= Skandinavisk Linjetrafik =

Shipping line that operated with car ferries

Old logo for SL, from its Danish time before 1961

Skandinavisk Linjetrafik (SL) was a shipping line that operated car ferries in the central part of Øresund, between Port of Tuborg, Copenhagen, Denmark and Landskrona, Sweden. The shipping line sailed this route between 1951 and 1980. During the first ten years of operation, the SL ferries was a Danish-owned shipping line, but in 1961 SL was bought by Stockholms Rederi AB Svea. The new owners also owned the LB (car ferries), which since 1955 operated at the Helsingør–Helsingborg ferry route with ports north of the Copenhagen–Landskrona route, the first challenger of the de facto–monopoly at that route which DSB had enjoyed since 1882.

While the conditions at the Helsingør–Helsingborg route were hectic, both for passengers and shipping lines, as the crossing time was only around 20 minutes, the route between Landskrona and Copenhagen had a crossing time of 70 minutes and hence were far more suitable for relaxing and for instance having a dinner. All SL ferries had not only a cafeteria onboard but also one or two restaurants offering à la carte dishes at reasonable prices. Until the early 1970s, SL used smaller ferries like MF Lilli Scarlett and MF Hanne Scarlett (both included in the Swedish purchase of the line in 1961). Thereafter a fast renewal of the fleet followed as MS Linda Scarlett (1961-1971), MS Scania(1967-1971) and MS Dana Scarlett (1964-1974) began to sail the route. For most of the 1960s until 1971, the ferries departed every hour from each harbour.

But the headquarters in Stockholm now preferred a strategy which included much larger ferries, but departures every 90 minutes instead. In 1971, MS Svea Scarlett was put in operation (instead of Linda Scarlett and Scania) and by 1974 the largest car ferry that ever had crossed the Øresund, MS Stella Scarlett. With its length of 115 meters, she is still the longest of all car ferries that has been in service on Øresund But the 1973, the oil crisis made oil as well as petrol more expensive. The oil prices made the operation more expensive and the higher petrol prices caused fewer than expected to use the cars.

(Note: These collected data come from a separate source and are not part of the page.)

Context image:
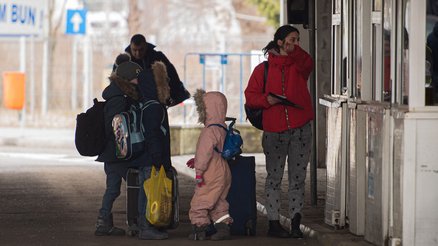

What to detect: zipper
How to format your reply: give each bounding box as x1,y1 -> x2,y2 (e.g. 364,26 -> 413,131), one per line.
281,66 -> 291,129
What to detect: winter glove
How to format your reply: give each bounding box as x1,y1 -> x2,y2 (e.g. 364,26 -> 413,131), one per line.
195,174 -> 205,187
186,158 -> 195,169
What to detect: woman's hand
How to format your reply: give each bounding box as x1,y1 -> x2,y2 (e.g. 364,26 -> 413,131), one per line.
267,95 -> 282,105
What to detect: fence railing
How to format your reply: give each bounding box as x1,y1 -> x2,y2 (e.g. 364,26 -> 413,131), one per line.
182,52 -> 265,124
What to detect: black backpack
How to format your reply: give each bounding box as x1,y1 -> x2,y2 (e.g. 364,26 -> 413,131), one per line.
244,61 -> 268,130
75,98 -> 106,156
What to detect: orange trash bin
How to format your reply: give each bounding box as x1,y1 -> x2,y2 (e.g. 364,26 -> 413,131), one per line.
3,72 -> 26,110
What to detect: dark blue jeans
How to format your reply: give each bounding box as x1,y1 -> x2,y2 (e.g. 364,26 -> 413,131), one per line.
98,162 -> 129,218
138,166 -> 153,228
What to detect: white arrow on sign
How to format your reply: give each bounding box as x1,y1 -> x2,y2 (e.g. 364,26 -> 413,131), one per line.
71,12 -> 83,32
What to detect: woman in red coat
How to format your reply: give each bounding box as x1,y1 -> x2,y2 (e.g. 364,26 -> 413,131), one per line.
245,25 -> 314,239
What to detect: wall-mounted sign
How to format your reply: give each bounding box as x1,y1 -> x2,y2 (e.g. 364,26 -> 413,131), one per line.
0,0 -> 45,37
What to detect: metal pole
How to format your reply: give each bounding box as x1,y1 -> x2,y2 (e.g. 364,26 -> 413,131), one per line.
71,37 -> 77,110
82,37 -> 90,111
280,0 -> 285,26
41,1 -> 49,115
89,39 -> 94,100
220,62 -> 224,92
202,62 -> 206,90
183,53 -> 188,124
41,37 -> 49,115
30,35 -> 35,116
309,0 -> 318,206
239,55 -> 244,122
19,36 -> 26,127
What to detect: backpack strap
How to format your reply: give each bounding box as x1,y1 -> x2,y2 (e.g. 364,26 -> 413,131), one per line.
208,123 -> 227,131
138,100 -> 167,136
207,123 -> 228,153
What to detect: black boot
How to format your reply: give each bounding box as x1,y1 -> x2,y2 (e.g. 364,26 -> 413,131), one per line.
267,220 -> 290,238
94,213 -> 125,236
188,225 -> 208,240
138,217 -> 168,240
211,223 -> 231,241
290,213 -> 304,238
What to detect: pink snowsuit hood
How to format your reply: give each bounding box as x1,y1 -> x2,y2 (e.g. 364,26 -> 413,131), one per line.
194,89 -> 227,126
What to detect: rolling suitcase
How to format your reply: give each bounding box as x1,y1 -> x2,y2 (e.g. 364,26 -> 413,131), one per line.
125,167 -> 179,236
226,155 -> 257,235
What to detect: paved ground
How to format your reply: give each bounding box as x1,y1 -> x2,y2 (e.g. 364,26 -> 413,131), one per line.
0,128 -> 374,246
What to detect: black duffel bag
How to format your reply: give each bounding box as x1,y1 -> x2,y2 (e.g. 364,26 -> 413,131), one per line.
244,105 -> 263,130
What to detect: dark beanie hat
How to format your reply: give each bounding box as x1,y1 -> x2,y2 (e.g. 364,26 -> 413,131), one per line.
115,61 -> 143,81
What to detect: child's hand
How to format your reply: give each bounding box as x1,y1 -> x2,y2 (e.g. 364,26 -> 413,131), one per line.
195,174 -> 205,187
186,158 -> 195,169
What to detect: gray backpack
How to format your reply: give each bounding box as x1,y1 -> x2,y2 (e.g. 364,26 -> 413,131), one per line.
112,100 -> 166,160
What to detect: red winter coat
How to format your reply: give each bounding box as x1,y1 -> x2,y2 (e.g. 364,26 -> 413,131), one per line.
245,45 -> 314,132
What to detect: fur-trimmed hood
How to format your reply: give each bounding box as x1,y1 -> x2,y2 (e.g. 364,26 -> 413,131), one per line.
105,73 -> 140,101
194,89 -> 227,125
137,61 -> 170,104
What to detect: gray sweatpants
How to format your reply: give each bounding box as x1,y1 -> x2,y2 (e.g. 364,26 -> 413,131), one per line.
262,122 -> 312,221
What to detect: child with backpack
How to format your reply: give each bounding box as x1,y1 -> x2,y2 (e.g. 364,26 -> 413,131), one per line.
128,61 -> 173,240
186,89 -> 233,241
94,54 -> 142,236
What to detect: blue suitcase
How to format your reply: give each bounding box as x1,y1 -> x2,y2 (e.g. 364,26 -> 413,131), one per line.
226,155 -> 257,235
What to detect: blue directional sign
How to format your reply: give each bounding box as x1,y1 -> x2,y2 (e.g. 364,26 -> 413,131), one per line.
199,54 -> 205,64
65,9 -> 87,35
220,55 -> 228,65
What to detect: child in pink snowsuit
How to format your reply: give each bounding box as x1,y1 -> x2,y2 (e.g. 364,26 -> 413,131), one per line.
187,89 -> 233,241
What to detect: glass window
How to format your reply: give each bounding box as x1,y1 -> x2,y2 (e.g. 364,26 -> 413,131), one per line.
374,0 -> 383,11
426,0 -> 438,105
334,0 -> 341,14
372,11 -> 383,101
383,0 -> 392,102
332,0 -> 343,95
401,0 -> 409,105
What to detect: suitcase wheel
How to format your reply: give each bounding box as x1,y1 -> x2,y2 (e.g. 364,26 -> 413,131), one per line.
245,220 -> 256,236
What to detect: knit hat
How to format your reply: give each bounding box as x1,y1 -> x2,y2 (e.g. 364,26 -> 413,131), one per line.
115,61 -> 143,81
114,53 -> 131,67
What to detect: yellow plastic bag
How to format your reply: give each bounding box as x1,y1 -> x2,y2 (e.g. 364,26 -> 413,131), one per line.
143,165 -> 173,227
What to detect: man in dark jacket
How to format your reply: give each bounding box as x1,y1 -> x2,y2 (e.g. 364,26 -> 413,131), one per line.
123,34 -> 190,107
95,59 -> 143,236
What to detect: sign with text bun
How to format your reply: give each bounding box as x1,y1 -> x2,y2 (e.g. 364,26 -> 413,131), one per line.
0,0 -> 45,37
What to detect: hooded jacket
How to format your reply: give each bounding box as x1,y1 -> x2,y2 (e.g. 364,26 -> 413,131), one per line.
96,75 -> 139,163
124,43 -> 190,106
130,61 -> 172,169
193,90 -> 229,177
245,45 -> 314,132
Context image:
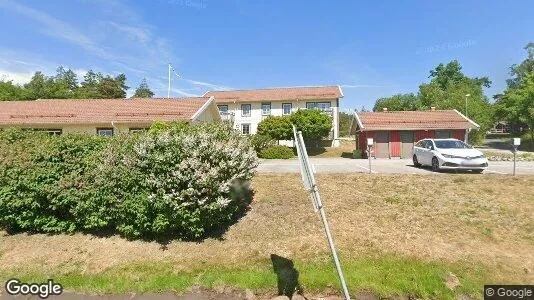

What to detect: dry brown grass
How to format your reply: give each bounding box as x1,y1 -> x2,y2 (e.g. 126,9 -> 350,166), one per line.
1,174 -> 533,283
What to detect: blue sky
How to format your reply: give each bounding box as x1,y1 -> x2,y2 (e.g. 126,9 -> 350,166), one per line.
0,0 -> 532,112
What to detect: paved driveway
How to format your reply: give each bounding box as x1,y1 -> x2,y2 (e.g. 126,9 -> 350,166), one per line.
257,158 -> 534,175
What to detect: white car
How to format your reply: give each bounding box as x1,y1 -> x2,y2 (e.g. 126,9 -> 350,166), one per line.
412,138 -> 488,173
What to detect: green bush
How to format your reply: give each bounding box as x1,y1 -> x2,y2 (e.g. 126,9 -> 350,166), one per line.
256,116 -> 293,141
352,149 -> 364,159
249,134 -> 276,153
0,128 -> 107,234
259,145 -> 295,159
0,123 -> 258,240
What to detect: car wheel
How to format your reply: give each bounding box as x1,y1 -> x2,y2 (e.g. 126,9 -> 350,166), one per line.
472,169 -> 484,174
431,157 -> 440,172
413,155 -> 421,167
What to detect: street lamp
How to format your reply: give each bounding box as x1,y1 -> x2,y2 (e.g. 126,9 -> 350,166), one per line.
465,94 -> 471,118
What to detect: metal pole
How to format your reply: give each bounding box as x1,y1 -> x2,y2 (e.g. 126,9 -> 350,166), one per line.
514,147 -> 517,176
167,63 -> 171,99
368,146 -> 372,174
311,187 -> 351,300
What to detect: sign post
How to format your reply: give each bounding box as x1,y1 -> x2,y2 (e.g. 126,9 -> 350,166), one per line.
293,126 -> 351,300
367,138 -> 374,174
512,138 -> 521,176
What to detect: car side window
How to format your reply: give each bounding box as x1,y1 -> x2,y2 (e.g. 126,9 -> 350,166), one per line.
427,140 -> 435,150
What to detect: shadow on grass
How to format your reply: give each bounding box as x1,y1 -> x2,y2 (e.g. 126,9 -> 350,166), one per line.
405,164 -> 485,174
271,254 -> 304,298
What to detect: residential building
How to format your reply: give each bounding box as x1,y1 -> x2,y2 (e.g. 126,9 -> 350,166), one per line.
0,97 -> 220,135
350,108 -> 479,158
205,86 -> 343,147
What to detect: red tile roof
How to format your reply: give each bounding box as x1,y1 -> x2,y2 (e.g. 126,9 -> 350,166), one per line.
352,110 -> 479,132
0,97 -> 213,126
205,86 -> 343,103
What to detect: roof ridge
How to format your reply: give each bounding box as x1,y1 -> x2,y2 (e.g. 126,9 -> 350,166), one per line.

In 1976 did the headquarters in Stockholm close down Trave Line, one of its three shipping lines in the south. Trave Line had operated on the long distance route from Helsingborg or Copenhagen (Port of Tuborg) to Travemünde, Schleswig-Holstein, West Germany since 1966.

Soon afterwards rumours about closing down also the SL ferries proved to be wrong, however, the Stockholm headquarters decided by time to move the shipping lines Swedish harbour to Malmö as of 1 October 1980. This was hardly the best of decisions, as the route got notably longer, and the shipping line now had to compete with the well-established ferries between Limhamn (a southern borough of Malmö with a harbour of its own) and Dragør, Amager, Denmark (a smaller town just south of Copenhagen Airport) a route with a crossing time of only 50 minutes, as well (regarding pedestrian passengers) with the hydrofoil speedboats to Copenhagen. After only eight months on the new route, the owners Stockholms Rederi AB Svea threw in the towel and the history of the SL ferries ended in 1981.